SATHAIRN -- On October 26, 1837, James Lawlor Kiernan, Union general in America's Civil War, was born in Mount Bellow, County Galway. Son of a retired British navy surgeon, James attended Trinity College, Dublin, then moved to the United States in the 1850s, studying medicine at New York University. He practiced law in New York until 1861. When war broke out, he went South with the 69th New York State Militia as an assistant surgeon, serving through the First Battle of Bull Run. When the 69th returned to Manhattan, he moved west and became the surgeon of the 6th Missouri Cavalry (U.S.) After the Battle of Pea Ridge, Kiernan determined to join the ranks of fighting soldiers and was apparently appointed a major in the 6th. At Port Gibson, Miss., in May 1863, he was wounded in the left lung and left on the field for dead. He was captured, but soon escaped and made his back to the Union lines. It appears that he resigned his commission at that point, but on Aug. 1, he was commissioned a brigadier general of volunteers by Lincoln. Kiernan had not yet recovered from his lung wound, however, and, in fact, he probably never fully recovered from it. He was forced to resign again in February 1864. Right after the war, he was appointed to a consular post in Chinkiang, China, and did manage to make the trip there but his health would not allow him to perform the duties and he returned to New York. Kiernan was appointed an examining physician for the pension bureau and worked at that job until November 26, 1869, when he died of 'congestion of the lungs.' Perhaps he was killed by that Confederate ball that wounded him six years earlier. He was laid to rest in Green-Wood Cemetery in Brooklyn.

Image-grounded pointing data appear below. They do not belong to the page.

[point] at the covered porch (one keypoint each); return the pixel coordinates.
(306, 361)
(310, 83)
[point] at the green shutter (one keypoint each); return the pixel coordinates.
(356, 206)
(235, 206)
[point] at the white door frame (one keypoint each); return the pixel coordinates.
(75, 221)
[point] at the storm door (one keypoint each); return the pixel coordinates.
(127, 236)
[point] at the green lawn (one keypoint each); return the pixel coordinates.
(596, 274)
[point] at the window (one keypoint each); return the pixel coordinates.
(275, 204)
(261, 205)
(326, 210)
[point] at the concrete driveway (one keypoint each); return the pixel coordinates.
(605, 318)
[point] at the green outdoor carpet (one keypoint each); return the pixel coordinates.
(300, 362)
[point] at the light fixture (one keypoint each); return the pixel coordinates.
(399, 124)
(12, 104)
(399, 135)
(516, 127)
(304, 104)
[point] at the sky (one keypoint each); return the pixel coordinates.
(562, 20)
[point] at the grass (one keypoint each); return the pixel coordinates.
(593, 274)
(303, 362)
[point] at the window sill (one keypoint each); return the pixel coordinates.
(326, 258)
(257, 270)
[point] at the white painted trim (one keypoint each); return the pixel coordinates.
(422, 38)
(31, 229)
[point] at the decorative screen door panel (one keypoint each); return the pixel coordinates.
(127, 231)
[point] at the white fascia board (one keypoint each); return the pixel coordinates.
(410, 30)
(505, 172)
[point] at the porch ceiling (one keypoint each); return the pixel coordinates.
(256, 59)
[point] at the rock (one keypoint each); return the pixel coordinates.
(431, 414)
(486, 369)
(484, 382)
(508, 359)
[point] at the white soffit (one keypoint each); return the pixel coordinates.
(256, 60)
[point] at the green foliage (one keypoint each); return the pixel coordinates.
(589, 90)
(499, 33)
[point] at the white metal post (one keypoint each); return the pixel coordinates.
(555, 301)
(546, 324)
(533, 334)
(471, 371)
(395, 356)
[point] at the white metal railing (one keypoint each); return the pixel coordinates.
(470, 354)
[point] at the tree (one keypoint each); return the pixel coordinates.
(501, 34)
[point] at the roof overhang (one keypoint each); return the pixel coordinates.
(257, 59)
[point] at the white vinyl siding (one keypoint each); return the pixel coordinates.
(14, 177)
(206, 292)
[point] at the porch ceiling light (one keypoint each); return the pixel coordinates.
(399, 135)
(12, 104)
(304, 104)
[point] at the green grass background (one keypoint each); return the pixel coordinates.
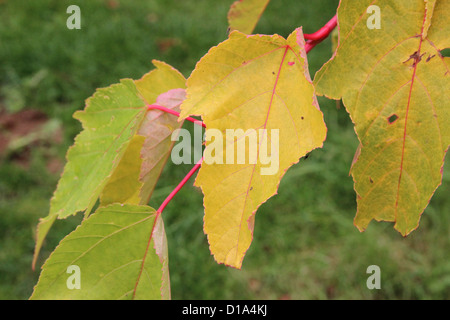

'Pay no rent under any pretext. Stand passively, firmly, fearlessly by while the armies on England may be engaged in their hopeless struggle against a spirit which their weapons cannot touch. ...'
-- From the text of the No Rent Manifesto, October 18, 1881
'The land of Ireland belongs to the people of Ireland, to be held and cultivated for the sustenance of those whom God decreed to be the inhabitants thereof. Land being created to supply mankind with the necessaries of existence, those who cultivate it to the that end have a higher claim to its absolute possession than those who make it an article of barter to be used and disposed of for the purpose of profit or pleasure.'
-- From the "Declaration of Principles" of the Irish National Land League
'In noe wayes intended against our Soveraine Lord the King, nor the hurt of any of his subjects, eyther of the Inglish or Schotish nation, but only for the defense and liberty of our selves and the Irish natives of this kingdome.'
-- From a proclamation issued by Phelim O'Neill after his capture of much of Ulster, October 24, 1641
'When you stick to your notes you're the greatest speaker going, but let someone in the crowd shout "Up Dev!" and you lose your head entirely.'
-- A friend commenting to Eoin O'Duffy on his speaking style
October - Deireadh Fomhair
20, 1674 - James Logan (Colonial statesman, scholar - Lurgan, Co. Armagh)
21, 1725 - Franz Moritz Lacy (soldier in the Austrian army, son of Peter Lacy, St. Petersburg, Russia)
21, 1904 - Patrick Kavanagh (Author - Inniskeen, Co. Monaghan)
26, 1771 - John (Juan) MacKenna (Chilean general - Clogher, County Tyrone.)
26, 1837 - James Lawler Kiernan (Union General - Mount Bellow, County Galway.)
20, 1881 - Land League is outlawed.
21, 1879 - Founding of the Irish National Land League
21, 1880 - Ladies Land League is founded in New York.
21, 1921 - Peace conference convenes in London.
22, 1920 - The Cork No. 3 Brigade (West Cork) under Tom Barry ambush members of the Essex Regiment in Toureen, killing 5, wounding 4 and capturing 6.
23, 1641 - Irish rising begins in Ulster.
23, 1776 - Irish-born William Maxwell is appointed a brigadier general in the Continental Army.
24, 1842 - Bernardo O'Higgins, liberator of Chile, dies in Peru.
25, 1914 - 1st convention of the Irish Volunteers is held in Abbey Theatre in Dublin.
25, 1920 - Terence MacSwiney dies on hunger strike.
26, 1932 - Margaret "The Unsinkable Molly" Brown, daughter of Irish immigrants, dies in New York.